Cronaca

Ondata di maltempo, Cardello: "Strade come fiumi, fino a quando potremo andare avanti così?"

Tra le criticità più grandi c’è stato il caso di via Malta e di via Faraci con i residenti letteralmente circondati dall’acqua alta. Il consigliere di “Italia Viva” del II municipio di Catania Andrea Cardello chiede interventi urgenti

L’ondata di maltempo di ieri ha messo in ginocchio gran parte del territorio di “Ognina-Picanello-Barriera-Canalicchio”. Tra le criticità più grandi c’è stato il caso di via Malta e di via Faraci con i residenti letteralmente circondati dall’acqua alta. Il consigliere di “Italia Viva” del II municipio di Catania Andrea Cardello in precedenza aveva richiesto di convocare, con la massima urgenza, una commissione itinerante a cui far partecipare tecnici ed esperti del comune. “L’amministrazione non collabora con l’attività dei municipi etnei- afferma Cardello- io stesso da anni richiedo specifici interventi che puntualmente non vengono mai presi nella giusta considerazione.
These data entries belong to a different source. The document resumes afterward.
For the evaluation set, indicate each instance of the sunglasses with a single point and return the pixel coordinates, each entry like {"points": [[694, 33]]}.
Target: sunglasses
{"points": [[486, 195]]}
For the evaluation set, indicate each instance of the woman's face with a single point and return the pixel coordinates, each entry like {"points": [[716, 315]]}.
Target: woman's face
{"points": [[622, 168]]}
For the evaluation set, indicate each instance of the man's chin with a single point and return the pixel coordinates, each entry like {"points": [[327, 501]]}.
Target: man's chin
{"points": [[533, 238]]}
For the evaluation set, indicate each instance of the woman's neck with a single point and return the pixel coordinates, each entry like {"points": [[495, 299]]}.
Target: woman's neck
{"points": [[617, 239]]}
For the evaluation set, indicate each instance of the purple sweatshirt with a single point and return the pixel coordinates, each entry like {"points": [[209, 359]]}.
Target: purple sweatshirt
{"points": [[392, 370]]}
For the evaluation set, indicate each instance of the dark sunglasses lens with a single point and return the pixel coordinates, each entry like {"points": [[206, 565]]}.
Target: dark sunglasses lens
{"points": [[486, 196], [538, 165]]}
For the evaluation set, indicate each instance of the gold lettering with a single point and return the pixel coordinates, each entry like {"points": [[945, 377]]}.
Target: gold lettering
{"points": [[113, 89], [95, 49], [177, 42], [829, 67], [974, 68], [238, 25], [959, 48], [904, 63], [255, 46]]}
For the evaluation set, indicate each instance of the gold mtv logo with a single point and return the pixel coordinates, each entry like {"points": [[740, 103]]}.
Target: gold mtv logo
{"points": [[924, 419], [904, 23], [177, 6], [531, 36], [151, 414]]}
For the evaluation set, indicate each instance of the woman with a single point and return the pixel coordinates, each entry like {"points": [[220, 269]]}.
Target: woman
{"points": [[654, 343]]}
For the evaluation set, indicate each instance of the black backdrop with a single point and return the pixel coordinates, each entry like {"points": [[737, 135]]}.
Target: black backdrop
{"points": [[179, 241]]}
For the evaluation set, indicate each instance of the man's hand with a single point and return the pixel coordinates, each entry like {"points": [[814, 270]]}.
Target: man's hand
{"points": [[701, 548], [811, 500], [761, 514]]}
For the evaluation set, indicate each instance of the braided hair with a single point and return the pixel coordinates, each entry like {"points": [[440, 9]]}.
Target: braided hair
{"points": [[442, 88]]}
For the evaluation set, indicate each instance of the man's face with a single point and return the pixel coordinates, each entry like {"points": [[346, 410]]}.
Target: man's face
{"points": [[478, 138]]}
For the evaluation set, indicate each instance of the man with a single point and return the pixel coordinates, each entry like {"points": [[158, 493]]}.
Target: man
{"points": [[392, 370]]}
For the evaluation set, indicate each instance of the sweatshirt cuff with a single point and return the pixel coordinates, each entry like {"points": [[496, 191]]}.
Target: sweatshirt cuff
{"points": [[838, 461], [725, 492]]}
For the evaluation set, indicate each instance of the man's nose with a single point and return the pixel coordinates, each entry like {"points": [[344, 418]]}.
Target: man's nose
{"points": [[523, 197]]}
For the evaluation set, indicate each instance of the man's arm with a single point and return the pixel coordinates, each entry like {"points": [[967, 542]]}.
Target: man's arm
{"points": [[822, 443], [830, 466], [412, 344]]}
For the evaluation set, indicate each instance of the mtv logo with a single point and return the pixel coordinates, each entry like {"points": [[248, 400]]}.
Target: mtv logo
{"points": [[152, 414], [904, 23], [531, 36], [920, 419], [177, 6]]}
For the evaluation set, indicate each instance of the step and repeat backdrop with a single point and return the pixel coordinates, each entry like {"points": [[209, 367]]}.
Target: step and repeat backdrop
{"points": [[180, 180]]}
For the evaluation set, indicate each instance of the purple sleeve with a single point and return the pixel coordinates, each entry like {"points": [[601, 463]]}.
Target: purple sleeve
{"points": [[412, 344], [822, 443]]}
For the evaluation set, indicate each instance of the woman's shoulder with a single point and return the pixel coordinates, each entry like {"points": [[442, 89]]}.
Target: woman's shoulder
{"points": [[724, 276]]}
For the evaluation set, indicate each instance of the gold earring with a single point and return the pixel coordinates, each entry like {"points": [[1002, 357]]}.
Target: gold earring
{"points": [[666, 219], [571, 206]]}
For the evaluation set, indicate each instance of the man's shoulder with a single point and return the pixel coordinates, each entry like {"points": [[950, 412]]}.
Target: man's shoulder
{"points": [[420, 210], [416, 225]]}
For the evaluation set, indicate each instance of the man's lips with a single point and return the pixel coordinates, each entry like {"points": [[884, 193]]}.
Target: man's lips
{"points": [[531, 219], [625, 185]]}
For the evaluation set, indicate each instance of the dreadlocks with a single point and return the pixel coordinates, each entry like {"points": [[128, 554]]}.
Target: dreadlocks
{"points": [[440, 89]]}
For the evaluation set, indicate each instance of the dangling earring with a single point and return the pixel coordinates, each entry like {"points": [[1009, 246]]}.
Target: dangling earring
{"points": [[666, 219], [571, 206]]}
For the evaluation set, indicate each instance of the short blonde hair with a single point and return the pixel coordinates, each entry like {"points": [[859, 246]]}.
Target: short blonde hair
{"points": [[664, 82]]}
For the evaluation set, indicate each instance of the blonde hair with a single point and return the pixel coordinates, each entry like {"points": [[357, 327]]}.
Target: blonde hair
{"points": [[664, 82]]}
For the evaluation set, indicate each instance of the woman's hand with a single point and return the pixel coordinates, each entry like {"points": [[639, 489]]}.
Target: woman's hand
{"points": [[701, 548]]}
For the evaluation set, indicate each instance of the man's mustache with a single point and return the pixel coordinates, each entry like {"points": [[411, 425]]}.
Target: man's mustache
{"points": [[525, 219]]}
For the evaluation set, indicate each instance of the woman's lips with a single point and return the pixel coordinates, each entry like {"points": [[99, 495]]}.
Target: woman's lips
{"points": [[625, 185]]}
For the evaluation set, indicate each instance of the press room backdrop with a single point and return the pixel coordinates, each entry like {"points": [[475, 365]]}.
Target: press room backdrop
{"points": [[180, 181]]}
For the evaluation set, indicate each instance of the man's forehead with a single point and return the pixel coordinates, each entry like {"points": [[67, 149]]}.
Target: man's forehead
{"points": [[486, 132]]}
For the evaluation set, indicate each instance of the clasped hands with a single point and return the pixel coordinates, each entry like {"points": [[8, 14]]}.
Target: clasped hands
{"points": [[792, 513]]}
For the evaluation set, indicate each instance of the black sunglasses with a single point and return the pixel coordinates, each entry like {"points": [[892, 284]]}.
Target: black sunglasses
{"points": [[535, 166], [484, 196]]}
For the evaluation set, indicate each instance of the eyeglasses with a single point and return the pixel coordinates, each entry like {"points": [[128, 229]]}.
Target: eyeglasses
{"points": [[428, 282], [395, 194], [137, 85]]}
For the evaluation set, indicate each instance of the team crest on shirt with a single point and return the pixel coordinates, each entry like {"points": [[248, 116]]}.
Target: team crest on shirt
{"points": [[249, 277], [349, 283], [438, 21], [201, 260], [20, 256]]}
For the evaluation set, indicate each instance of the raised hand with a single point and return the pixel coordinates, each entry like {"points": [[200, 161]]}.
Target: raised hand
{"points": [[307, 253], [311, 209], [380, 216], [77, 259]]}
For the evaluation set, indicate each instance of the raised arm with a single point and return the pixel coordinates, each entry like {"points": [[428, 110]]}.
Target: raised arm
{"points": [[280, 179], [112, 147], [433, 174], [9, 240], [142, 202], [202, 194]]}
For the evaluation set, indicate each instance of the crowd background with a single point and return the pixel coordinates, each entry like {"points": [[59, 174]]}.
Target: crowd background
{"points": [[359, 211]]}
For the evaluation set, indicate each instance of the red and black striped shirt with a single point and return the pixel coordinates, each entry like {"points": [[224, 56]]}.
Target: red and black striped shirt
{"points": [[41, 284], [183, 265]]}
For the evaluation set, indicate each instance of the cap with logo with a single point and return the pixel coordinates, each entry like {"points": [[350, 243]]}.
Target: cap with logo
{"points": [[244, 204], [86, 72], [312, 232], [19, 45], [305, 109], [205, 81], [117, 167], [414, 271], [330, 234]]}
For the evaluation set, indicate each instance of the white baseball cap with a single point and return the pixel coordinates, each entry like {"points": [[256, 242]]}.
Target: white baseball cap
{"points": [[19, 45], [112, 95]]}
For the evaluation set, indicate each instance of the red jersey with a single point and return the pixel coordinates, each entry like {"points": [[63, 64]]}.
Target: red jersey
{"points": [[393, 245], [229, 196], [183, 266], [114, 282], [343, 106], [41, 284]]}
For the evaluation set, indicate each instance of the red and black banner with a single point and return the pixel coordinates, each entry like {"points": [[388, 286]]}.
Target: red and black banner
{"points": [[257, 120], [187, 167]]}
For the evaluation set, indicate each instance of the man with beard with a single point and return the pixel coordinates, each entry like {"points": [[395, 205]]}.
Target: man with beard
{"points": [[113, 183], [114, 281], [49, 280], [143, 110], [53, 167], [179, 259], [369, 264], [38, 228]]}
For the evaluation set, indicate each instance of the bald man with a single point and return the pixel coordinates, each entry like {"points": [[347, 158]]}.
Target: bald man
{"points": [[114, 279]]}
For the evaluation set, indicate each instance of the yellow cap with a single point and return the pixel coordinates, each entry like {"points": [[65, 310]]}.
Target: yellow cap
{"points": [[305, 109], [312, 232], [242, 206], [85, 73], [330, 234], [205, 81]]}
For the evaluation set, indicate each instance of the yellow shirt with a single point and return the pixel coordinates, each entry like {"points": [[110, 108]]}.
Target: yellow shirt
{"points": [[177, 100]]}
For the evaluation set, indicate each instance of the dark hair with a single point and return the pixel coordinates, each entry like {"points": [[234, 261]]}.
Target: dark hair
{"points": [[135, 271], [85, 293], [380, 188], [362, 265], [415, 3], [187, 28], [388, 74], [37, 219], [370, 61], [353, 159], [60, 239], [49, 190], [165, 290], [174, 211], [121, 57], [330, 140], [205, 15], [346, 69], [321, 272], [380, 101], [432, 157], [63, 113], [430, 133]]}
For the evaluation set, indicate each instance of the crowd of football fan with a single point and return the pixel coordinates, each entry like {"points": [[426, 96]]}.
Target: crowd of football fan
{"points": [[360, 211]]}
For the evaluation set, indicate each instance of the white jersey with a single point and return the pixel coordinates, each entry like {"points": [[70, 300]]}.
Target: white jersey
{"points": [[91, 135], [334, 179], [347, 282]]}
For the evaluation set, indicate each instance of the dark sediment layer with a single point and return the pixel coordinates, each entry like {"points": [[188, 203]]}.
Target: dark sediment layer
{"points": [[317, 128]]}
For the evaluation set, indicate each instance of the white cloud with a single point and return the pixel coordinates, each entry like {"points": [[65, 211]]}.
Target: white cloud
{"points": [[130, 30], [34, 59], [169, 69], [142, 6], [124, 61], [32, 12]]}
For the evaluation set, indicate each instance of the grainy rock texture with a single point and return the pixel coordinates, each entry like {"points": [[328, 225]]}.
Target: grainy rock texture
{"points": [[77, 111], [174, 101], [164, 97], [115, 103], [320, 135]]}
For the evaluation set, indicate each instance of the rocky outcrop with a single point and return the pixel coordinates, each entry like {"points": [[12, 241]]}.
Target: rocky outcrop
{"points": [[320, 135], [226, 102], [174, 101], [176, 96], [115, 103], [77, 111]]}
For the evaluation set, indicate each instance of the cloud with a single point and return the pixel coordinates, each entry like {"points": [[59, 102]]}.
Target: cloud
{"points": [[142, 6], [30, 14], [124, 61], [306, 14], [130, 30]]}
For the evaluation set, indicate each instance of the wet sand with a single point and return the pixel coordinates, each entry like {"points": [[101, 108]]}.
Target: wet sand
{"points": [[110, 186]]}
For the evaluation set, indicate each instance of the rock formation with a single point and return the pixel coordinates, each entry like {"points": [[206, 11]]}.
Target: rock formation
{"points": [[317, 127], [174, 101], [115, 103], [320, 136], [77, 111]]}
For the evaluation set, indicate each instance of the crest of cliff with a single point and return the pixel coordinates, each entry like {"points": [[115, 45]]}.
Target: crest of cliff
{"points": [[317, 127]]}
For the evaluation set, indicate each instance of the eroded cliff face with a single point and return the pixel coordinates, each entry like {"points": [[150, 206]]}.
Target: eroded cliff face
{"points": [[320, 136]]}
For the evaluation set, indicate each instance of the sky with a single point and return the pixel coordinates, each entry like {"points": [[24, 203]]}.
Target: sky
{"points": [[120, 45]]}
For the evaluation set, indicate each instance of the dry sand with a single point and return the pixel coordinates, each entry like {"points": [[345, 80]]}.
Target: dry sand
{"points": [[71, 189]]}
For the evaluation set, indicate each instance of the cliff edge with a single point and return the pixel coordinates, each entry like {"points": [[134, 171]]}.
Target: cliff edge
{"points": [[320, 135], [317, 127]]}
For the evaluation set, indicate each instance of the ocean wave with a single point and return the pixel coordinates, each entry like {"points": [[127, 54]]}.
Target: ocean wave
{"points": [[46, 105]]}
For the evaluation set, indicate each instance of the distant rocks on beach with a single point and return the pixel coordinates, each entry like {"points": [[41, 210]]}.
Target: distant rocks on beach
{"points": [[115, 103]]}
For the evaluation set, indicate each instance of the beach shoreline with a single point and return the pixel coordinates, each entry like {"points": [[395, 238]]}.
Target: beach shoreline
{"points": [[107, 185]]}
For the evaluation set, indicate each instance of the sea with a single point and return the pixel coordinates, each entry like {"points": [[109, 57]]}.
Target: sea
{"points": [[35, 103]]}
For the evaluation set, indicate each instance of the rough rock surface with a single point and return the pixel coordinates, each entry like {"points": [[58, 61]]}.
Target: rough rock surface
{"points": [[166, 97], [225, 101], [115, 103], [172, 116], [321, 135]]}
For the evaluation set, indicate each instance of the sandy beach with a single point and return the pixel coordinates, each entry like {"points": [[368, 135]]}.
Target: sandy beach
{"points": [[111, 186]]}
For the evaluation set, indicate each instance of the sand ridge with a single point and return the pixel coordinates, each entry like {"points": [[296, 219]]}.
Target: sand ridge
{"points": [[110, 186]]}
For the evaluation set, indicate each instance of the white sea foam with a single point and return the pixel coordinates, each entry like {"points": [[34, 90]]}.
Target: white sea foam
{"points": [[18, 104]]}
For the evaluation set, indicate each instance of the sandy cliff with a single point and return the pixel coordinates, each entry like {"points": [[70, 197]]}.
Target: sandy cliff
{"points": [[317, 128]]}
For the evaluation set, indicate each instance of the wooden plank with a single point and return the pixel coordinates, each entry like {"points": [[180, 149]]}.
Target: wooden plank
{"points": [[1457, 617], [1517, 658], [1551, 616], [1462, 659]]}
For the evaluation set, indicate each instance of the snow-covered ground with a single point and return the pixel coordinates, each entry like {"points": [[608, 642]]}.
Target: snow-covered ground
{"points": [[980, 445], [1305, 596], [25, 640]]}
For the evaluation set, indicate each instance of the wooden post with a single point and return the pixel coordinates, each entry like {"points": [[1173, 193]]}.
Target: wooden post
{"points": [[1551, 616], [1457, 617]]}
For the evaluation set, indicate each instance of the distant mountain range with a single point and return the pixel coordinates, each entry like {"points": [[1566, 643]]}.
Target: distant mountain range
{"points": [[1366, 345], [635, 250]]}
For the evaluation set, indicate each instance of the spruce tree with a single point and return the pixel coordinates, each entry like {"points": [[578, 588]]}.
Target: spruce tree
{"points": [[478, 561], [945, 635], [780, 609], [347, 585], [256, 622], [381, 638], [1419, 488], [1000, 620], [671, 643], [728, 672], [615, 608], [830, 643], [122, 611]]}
Il risultato è che, passato ogni temporale, nel nostro territorio si registra un bollettino di guerra dove solo per pura fortuna non c’è ancora scappata la tragedia. La domanda di fondo è- continua Cardello- fino a quando potremo andare avanti così?". "Da Palazzo degli Elefanti parlano di attrezzature, come l’Idro jet, non funzionanti. Ma alla gente questo cosa importa? I cittadini pretendono quei lavori necessari ad evitare che le strade diventino fiumi e si rivolgono a noi consiglieri che siamo il “front office” dei municipi. Che siano bombe d'acqua o temporali prolungati, da Barriera a Picanello, le strade del II municipio diventano fiumi in piena con la gente costretta a restarsene in casa ed i centralini dei vigili del fuoco che vanno letteralmente in tilt", conclude Cardello.